Just recently, Ogilvy Health released its whitepaper ‘Patient-Centric Marketing: Leveraging empathy and data to improve care’ with the aim to illustrate how the health industry and patients alike stand to benefit from digital healthcare.

Singapore – Creative agency Ogilvy Health together with Verticurl, a global marketing agency, Oracle, an American multinational computer technology corporation, and the Asia Pacific Medical Technology Association (APACMed) has released a new whitepaper, ‘Patient-Centric Marketing: Leveraging empathy and data to improve care’, to illustrate how the health industry and patients alike stand to benefit from digital healthcare.

Driven in part by the pandemic, many patients start their own care journeys online, generating a vast amount of personal data in the process. Because more and more patients begin their healthcare journeys online. Around 50% of patients will utilise digital health tools, and that percentage rises to 91% of patients who said they would use digital health services if the expenses were covered by a corporation or insurance provider. Using data to improve healthcare means that there is a lot of room for improvement in the field. Digital disruptors are already looking at these options in order to give better service, more personalised care, and better results.

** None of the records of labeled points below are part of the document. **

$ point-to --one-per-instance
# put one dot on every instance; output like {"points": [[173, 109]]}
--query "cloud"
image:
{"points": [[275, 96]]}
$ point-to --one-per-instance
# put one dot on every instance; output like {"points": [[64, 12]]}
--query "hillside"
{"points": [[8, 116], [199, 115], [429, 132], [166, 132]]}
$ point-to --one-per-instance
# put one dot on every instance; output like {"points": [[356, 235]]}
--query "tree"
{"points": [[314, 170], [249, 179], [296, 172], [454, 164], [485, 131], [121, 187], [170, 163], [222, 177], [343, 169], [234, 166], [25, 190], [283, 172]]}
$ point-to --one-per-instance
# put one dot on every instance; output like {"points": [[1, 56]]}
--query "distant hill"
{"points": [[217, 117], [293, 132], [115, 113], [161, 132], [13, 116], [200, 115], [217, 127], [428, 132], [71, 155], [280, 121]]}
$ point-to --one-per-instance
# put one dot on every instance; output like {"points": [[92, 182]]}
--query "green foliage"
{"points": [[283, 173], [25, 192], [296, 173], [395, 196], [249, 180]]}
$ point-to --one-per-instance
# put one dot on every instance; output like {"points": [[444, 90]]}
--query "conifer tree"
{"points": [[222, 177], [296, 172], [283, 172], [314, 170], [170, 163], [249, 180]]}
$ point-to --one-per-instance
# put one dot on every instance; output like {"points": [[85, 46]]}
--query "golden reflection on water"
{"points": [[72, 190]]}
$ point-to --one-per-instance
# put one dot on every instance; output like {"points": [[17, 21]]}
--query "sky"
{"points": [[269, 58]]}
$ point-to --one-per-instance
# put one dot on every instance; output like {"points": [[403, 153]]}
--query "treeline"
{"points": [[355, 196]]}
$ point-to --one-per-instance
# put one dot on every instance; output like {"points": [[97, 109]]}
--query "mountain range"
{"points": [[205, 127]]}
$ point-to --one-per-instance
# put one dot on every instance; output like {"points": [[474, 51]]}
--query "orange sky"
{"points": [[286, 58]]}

The Ogilvy Heath paper identifies the three major action points for all healthcare brands to accelerate their move towards a patient-centric mindset, first is listening  to understand patient needs and define values. Next is sharing to improve access to valuable information. Regardless of age, over 80% of consumers investigate their diagnosis online, and Lastly, is to serve and create the tools, or partner with toolmakers to deliver improved care outcomes. A combination of empathy and data-driven analysis can help you find new ways to improve the care experience for patients, and this can lead to better outcomes. New services that improve patient outcomes will then be offered.

The whitepaper also noted that healthcare brands must reposition themselves as direct-to-patient marketers enabled and guided by personalization. Personalisation is enabling and guiding healthcare firms to recast themselves as direct-to-patient marketers. Engaging with patients online can lead to a greater understanding of their requirements by collecting data in a transparent, trusting, and mutually beneficial connection. 

In addition, the whitepaper said that by sharing valuable information and assisting people in receiving better care, brands with health expertise may develop meaningful relationships with patients. Health marketing does not have to be one-sided; it may now include the strategies and needs of numerous stakeholders at the same time.

Pierre Robinet, president for Asia at Ogilvy Health, said that marketing has a huge role to play in delivering truly patient-centric outcomes.

“And it starts by redefining the engagement strategy with all stakeholders contributing to the care journey, starting with the patient and looking beyond the healthcare professional, Robinet said. 

Waheed Bidiwale, chief strategy officer at Verticurl, shared, “It is more possible than you think to be patient-centric, you can operationalize that empathy, and bring it to life with technology,” 

If done correctly, patient-centric marketing programmes can increase access to care for patients, address the right physicians at the right time with information and solutions that make a real difference to the patient, while empowering sales forces with relevant patient insights.